For linkage analysis, correct specification of marker allele frequency is crucial for controlling type I error and reducing type II error.14 The number of founders with available genotypes in data for linkage analysis might often be too small to obtain a sufficiently accurate allele frequency estimate, thus we recommend the input VCF file be annotated with an external source of MAF information, for example, 1000 Genomes or Exome Variant Server. For some populations MAF information may not be available and frequencies estimated from founders have to be used.

In the context of Mendelian disease gene mapping it is often reasonable to assume that common variants (variants having population MAF >1%) are not causal. Common variants will neither contribute to nor reduce power when analyzed with rare variants. However, common variants can be in strong LD with variants in neighboring regions, which may contain causal variants; thus, when the CHP method is used to construct the regional marker also using common variants, linkage can be detected even though the region does not harbor any causal variants. Although common variants should not be used when constructing regional markers, we suggest analyzing common variants separately because they can potentially capture additional information when rare causal variants are missing from sequence data.

Analysis of rare variants using ‘burden’ methods are usually limited to those variants, which are most likely to be causal, for example, missense, nonsense and splice site variants, because inclusion of non-causal variants can attenuate the association signal and reduce power. For the CHP methods inclusion of non-causal rare variants will not attenuate the linkage signal and therefore analysis does not need to be restricted to variants that are most likely functional and causal. Inclusion of non-causal rare variants to construct the regional marker can provide additional linkage information if data for causal variants are missing. If the goal is to detect a linkage signal from variants that are potentially causal then linkage analysis using the CHP method can be limited to those variants which are most likely functional.

In addition to being more powerful than performing multipoint linkage analysis, the CHP method also controls type I error when there is missing parental genotype data and inter-marker LD, which is not the case for multipoint linkage analysis. Caution should be used when performing multipoint linkage analysis on sequence data, as when parental genotypes are missing for some samples (common for NGS-based family data) variants in LD can lead to severe inflated type I error when markers are assumed to be in linkage equilibrium.15, 16 The majority of multipoint linkage analysis programs, for example, GeneHunter, SuperLink,17 Vitesse18 do not take into consideration LD between marker loci. Even for linkage programs that can model inter-marker LD, for example, LINKAGE/FASTLINK and Merlin, the haplotype frequency estimates involving rare variants can be inaccurate for studies with limited number of founders, leading to inflated type I error.

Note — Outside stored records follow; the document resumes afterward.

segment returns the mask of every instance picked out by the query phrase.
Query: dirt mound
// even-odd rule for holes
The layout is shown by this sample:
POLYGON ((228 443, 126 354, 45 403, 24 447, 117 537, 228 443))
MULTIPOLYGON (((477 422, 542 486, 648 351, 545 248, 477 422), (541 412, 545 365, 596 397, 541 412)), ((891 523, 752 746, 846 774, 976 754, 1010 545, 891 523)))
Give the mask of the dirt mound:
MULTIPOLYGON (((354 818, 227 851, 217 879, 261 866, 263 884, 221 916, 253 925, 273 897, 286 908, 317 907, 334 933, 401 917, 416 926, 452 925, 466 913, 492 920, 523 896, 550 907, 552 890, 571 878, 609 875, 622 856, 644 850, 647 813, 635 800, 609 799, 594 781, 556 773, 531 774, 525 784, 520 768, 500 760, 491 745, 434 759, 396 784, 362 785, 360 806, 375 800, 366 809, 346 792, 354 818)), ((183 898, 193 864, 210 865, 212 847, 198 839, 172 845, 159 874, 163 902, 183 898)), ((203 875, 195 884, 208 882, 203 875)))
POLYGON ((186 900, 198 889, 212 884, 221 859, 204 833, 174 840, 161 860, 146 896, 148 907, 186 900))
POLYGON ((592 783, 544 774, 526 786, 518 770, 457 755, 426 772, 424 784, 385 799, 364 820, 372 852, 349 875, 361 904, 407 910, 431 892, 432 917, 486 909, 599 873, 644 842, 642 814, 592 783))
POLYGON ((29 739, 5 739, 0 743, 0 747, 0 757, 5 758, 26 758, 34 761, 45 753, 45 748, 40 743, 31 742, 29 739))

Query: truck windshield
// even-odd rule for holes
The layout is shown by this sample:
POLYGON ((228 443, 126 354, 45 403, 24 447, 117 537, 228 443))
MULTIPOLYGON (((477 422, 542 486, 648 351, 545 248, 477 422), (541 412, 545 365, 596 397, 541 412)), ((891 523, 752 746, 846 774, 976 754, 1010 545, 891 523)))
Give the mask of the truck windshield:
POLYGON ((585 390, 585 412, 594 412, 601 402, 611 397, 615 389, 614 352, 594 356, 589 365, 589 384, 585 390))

The SEQLinkage package, freely available at URL http://bioinformatics.org/seqlink, can efficiently extract genotypes from VCF files and uses the CHP method described here to perform linkage analysis as well as data format conversion on sequence data so that other programs can also be used to perform linkage analysis if desired. It provides a novel and effective approach that brings back well-established linkage analysis techniques for use with the growing wealth of genomic data of human pedigrees. Unlike filtering approaches that are commonly used to analyze sequence data, SEQLinkage provides statistical evidence of the involvement of variants in the etiology of Mendelian diseases. In addition, because it incorporates mode of inheritance information and penetrance models it is less likely than filtering approaches to exclude causal variants in the presence of phenocopies and/or reduced penetrance. For Mendelian traits for which the penetrance model is not well established but the mode of inheritance is known, an affected-only analysis can be performed where all unaffected individuals are made unknown to avoid decreased power due the use of an incorrect penetrance model. We recommend the use of SEQLinkage in parallel with filtering methods on the same sequence data to take full advantage of the power of NGS in families.